フル屋は「嘘だ、とんでも理論だ」と思っていましたが、今回、まじめに考えてみました。
「歴史的なもので教育することによって得られるもの」というのが私の結論です。
調性には性格がある?
フル屋です。
調性に性格があると主張する人たちがいます。
「C-durは単純」「G-durは雄大」とかなんですが、
フル屋は「何、嘘っぽいこと言っているの?」「そんなわけないじゃん!?」と思っていました。
しかし、ネットやSNSを見ていると割とまじめに主張する人がいることに気付きました。
「何だか分からないけどそう感じる」という人も多数います。
ということで、フル屋もマジメに理由を考えてみることにします。
調整に何らかの性格があると仮定して、理由は何ですか?あるいは理由は何と考えられますか?
調性に性格があるって誰が言い始めたのか?
ウェブ上の情報では、シャルパンティエ(1643-1704)、マッテゾン(1681-1764)、シューバルト (1739-1791)などが言い始めたようです。
つまり、17世紀くらいの昔から言っている人がいるようです。
それぞれが言っていることが一致している調も食い違っている調もあります。
何を疑っているか
どうして「調ごとに性格がある」という言説に対して、インチキのように感じるかというと
物理的な事象とマッチしないからです。
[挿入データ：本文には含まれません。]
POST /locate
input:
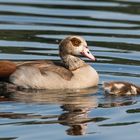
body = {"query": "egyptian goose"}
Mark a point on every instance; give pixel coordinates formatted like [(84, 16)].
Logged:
[(121, 88), (73, 73)]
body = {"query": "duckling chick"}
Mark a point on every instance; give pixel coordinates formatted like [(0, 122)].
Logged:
[(121, 88)]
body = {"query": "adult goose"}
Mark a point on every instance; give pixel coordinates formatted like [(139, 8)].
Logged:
[(73, 73)]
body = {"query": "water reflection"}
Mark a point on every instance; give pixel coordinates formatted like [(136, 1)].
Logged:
[(76, 104)]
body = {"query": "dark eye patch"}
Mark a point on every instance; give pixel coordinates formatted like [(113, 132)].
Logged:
[(75, 42)]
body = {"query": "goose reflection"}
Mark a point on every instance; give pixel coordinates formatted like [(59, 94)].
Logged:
[(76, 105)]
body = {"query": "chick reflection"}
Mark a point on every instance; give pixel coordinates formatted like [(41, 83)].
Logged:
[(76, 112), (76, 105)]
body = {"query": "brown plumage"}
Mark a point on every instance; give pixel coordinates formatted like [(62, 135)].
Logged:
[(70, 74), (7, 68)]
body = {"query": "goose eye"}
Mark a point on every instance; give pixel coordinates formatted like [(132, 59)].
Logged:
[(75, 42)]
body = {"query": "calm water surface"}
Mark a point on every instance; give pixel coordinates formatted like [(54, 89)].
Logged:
[(32, 29)]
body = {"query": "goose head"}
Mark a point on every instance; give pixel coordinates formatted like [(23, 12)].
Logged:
[(75, 46)]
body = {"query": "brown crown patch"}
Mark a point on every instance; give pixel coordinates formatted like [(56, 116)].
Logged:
[(75, 42)]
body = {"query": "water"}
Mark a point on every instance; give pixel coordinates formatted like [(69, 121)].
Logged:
[(32, 29)]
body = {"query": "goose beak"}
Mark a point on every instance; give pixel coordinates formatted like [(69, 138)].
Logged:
[(88, 54)]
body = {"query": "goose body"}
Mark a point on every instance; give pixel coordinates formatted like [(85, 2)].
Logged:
[(72, 73)]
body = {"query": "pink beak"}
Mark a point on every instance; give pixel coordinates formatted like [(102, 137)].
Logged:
[(88, 54)]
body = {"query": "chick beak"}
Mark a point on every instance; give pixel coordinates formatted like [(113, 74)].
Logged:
[(88, 54)]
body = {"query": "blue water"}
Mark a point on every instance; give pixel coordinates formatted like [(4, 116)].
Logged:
[(32, 29)]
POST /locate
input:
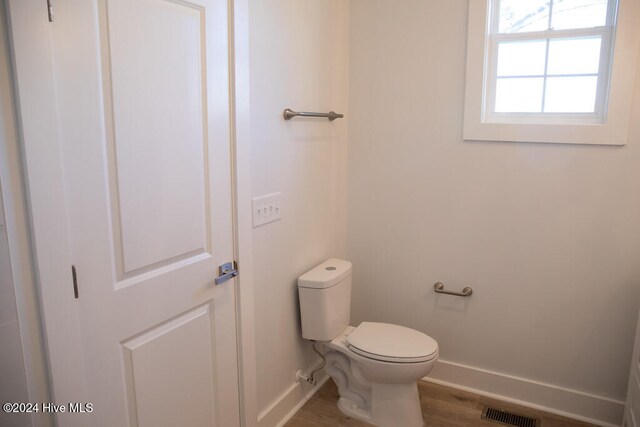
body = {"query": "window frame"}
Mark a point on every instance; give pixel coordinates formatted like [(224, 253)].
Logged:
[(608, 125)]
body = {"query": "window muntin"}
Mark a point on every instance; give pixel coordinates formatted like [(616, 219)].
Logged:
[(548, 59)]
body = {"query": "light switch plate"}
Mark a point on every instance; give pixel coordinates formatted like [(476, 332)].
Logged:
[(266, 209)]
どうしても物理的情報と性格という情報を結び付けられません。
純正律
ドから始まる長音階でもレから始まる長音階でも同じ周波数の比になります。
最初の音の周波数を1とすると、第2音、第3音の順に、9/8, 5/4, 4/3, 3/2, 5/3, 15/8, 2となります。
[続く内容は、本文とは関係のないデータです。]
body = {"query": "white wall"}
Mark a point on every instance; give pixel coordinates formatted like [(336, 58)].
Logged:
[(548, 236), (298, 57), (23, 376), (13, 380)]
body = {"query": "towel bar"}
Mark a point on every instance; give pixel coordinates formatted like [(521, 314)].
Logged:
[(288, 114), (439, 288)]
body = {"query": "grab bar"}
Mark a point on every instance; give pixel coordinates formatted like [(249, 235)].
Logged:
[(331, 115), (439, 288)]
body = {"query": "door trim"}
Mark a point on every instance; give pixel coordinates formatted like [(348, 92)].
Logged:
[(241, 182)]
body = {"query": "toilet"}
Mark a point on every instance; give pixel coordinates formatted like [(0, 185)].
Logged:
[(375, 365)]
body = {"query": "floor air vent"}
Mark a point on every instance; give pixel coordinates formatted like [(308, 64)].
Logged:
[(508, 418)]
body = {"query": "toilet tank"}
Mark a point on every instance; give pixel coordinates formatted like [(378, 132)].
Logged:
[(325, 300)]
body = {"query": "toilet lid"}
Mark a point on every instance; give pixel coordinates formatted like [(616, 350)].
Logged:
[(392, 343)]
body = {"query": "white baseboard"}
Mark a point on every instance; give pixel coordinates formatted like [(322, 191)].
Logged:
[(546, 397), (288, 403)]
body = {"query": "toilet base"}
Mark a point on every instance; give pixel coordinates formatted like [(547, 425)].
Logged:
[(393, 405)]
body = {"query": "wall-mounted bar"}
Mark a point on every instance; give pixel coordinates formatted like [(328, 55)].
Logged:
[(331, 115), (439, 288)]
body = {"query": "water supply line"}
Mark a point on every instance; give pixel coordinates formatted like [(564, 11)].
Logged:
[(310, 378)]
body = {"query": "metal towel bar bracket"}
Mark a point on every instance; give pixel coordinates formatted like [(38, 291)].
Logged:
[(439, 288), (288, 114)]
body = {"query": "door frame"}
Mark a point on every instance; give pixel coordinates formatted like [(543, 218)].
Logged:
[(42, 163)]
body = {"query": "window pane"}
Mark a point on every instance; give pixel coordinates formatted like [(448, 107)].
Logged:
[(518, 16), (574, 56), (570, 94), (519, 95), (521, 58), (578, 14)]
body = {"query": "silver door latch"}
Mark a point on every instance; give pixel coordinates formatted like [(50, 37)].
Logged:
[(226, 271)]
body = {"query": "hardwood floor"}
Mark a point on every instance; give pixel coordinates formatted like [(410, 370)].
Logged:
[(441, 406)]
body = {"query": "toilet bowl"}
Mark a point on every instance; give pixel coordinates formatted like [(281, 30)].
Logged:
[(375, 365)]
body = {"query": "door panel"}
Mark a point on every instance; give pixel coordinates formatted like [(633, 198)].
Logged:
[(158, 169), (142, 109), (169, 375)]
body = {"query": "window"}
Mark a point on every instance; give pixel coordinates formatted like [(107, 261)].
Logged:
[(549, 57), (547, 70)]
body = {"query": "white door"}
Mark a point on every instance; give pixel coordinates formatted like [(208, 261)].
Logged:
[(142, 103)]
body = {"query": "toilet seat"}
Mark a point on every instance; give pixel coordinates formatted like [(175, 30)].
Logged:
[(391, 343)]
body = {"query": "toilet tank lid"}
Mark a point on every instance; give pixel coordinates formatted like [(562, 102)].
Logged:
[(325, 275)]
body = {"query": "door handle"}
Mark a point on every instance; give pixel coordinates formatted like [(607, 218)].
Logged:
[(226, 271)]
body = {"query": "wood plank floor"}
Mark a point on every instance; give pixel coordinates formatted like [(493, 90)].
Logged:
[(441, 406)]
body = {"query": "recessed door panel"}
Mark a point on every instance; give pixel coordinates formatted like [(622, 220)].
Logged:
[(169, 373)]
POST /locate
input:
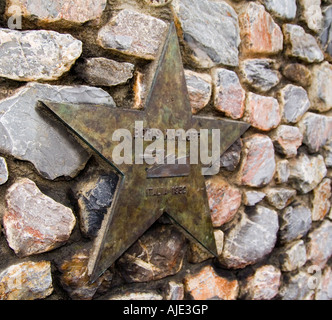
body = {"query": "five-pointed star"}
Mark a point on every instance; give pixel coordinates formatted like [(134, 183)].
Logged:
[(136, 206)]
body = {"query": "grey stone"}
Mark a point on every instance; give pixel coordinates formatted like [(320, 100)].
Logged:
[(212, 43), (260, 73), (283, 9), (328, 154), (293, 256), (251, 197), (316, 130), (231, 158), (306, 172), (134, 34), (26, 281), (60, 11), (326, 34), (301, 45), (295, 287), (294, 103), (3, 171), (258, 226), (27, 134), (229, 96), (262, 285), (34, 223), (36, 54), (286, 140), (319, 246), (312, 14), (199, 88), (94, 195), (282, 171), (295, 222), (320, 93), (105, 72), (280, 197)]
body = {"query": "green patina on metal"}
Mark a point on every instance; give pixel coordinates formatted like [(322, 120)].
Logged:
[(141, 198)]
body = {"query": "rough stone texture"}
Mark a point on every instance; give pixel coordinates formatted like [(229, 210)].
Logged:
[(199, 88), (326, 34), (94, 196), (320, 90), (306, 172), (301, 45), (207, 284), (231, 158), (74, 277), (36, 54), (328, 153), (286, 140), (27, 134), (229, 96), (295, 222), (319, 246), (321, 202), (324, 289), (316, 130), (260, 73), (262, 112), (149, 295), (134, 34), (224, 200), (294, 103), (258, 164), (293, 256), (297, 73), (215, 43), (262, 285), (312, 14), (26, 281), (283, 9), (105, 72), (282, 172), (3, 171), (296, 287), (175, 291), (250, 198), (157, 254), (280, 197), (64, 12), (260, 225), (259, 33), (30, 217)]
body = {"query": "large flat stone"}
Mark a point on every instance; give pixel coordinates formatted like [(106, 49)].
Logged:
[(134, 34), (36, 54), (241, 247), (212, 43), (27, 134), (68, 13)]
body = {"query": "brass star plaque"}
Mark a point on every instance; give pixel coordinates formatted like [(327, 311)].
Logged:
[(147, 189)]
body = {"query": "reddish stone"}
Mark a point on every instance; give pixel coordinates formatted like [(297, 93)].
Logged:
[(34, 223), (258, 165), (208, 285), (321, 202), (262, 112), (224, 200), (263, 284), (259, 33), (229, 96), (286, 140)]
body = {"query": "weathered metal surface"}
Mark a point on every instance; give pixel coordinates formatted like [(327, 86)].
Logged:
[(141, 197)]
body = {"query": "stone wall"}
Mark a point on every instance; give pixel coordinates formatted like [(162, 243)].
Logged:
[(265, 62)]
この比はどの音から始まっても同じです。520Hzを基準にしようが590Hzを基準にしようが定義上、同じ比になります。
なぜ、始まりの音が数十Hz違うだけで性格まで違うんでしょうか?
平均律
平均律は1オクターブを対数的に12等分して音を決めます。
平均律で考えても始まりの音が変わるだけで曲の性格が変わるとはどうしても思えません。
なぜか議論がずれる
会話やTwitterでは議論の論点がずれていきます。
相手が言ったことに関して、関係がありそうでちょっとずれたことを返すのはコミュニケーションの一種、いやコミュニケーションそのものだ、というのは仰る通りかもしれません。
ですが、ここはブログです。論理で迷子にならないようにしたいと思います。
曲を聴いて調が分かる
「曲を聴いて調が分かる」という議論とは似ているようで全く違う議論をしています。
フル屋は曲を聴くと指が動きます。で、こことここにシャープがついているからE-durかな?とかで調が分かります。
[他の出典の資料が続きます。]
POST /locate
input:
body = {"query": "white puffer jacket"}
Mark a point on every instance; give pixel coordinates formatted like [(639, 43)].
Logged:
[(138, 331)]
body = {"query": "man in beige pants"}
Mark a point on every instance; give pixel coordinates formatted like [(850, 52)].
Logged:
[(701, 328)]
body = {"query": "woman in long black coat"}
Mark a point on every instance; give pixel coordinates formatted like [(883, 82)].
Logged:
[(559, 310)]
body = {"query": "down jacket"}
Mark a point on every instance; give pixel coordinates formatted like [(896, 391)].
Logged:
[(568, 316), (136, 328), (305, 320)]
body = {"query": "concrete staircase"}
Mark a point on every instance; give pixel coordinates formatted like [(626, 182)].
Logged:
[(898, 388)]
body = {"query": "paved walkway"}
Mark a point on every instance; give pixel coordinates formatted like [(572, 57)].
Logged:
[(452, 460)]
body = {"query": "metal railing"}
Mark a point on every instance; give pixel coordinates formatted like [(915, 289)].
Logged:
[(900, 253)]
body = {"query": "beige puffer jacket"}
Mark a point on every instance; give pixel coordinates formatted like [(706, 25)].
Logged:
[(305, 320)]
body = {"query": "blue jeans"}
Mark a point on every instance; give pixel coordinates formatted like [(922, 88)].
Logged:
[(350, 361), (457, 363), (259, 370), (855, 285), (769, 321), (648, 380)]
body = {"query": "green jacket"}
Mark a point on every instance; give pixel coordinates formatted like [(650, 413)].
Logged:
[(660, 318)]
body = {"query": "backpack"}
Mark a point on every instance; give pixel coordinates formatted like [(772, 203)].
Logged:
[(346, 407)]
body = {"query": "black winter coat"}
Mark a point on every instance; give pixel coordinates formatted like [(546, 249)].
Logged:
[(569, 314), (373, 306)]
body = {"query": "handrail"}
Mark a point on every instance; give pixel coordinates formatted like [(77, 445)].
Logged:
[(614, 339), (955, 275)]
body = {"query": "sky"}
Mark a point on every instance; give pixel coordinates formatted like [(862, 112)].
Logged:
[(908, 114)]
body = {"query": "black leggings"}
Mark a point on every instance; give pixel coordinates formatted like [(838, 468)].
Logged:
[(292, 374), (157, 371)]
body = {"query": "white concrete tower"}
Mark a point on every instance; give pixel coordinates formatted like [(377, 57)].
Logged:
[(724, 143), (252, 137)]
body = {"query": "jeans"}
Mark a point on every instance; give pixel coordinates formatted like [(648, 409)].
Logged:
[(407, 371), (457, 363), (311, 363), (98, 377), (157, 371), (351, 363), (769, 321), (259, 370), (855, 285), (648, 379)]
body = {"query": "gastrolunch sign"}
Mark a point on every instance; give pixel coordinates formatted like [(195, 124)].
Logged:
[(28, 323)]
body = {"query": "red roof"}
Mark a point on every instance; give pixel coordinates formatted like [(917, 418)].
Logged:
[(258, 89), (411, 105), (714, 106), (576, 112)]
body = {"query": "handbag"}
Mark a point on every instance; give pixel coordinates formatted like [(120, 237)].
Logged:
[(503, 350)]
音楽理論的には、ドミナントコード⇒トニックをみつけてA7→DだからD-durとか判断するんでしたっけ?和音まで聴きとれる人はこれで分かるんでしょう。
こういう判断をしない人でも、これらの発展形として調が分かるんではないかと思います。
フル屋は「曲を聴いて調が分かる」というのは上記のようなものを想像します。
さて、どこに調の性格が出てくるんでしょうか?
仮に「この曲は雄々しい印象を受けるからG-durだ!」と判断する人が存在するとしても、どうやって分かっているかの議論をしているわけではなく、「雄々しい」と「G-dur」が結びつく理由を議論しているんです。
移調すると気持ち悪い
「吹奏楽などで原曲から移調されると気持ち悪い」
「カラオケでキーを変えると気持ち悪い」
という意見には同意です。
良く知っている曲で調を変えると、聞きなれているものと異なるので気持ち悪くなります。
楽器で吹いたことがある曲で移調されたのを聴くともっと気持ち悪いですね。少なくとも違和感あります。その主張には同意します。
しかし、「移調すると気持ち悪い」という議論は、なんら「G-durは雄々しい」という主張と関連していませんよ。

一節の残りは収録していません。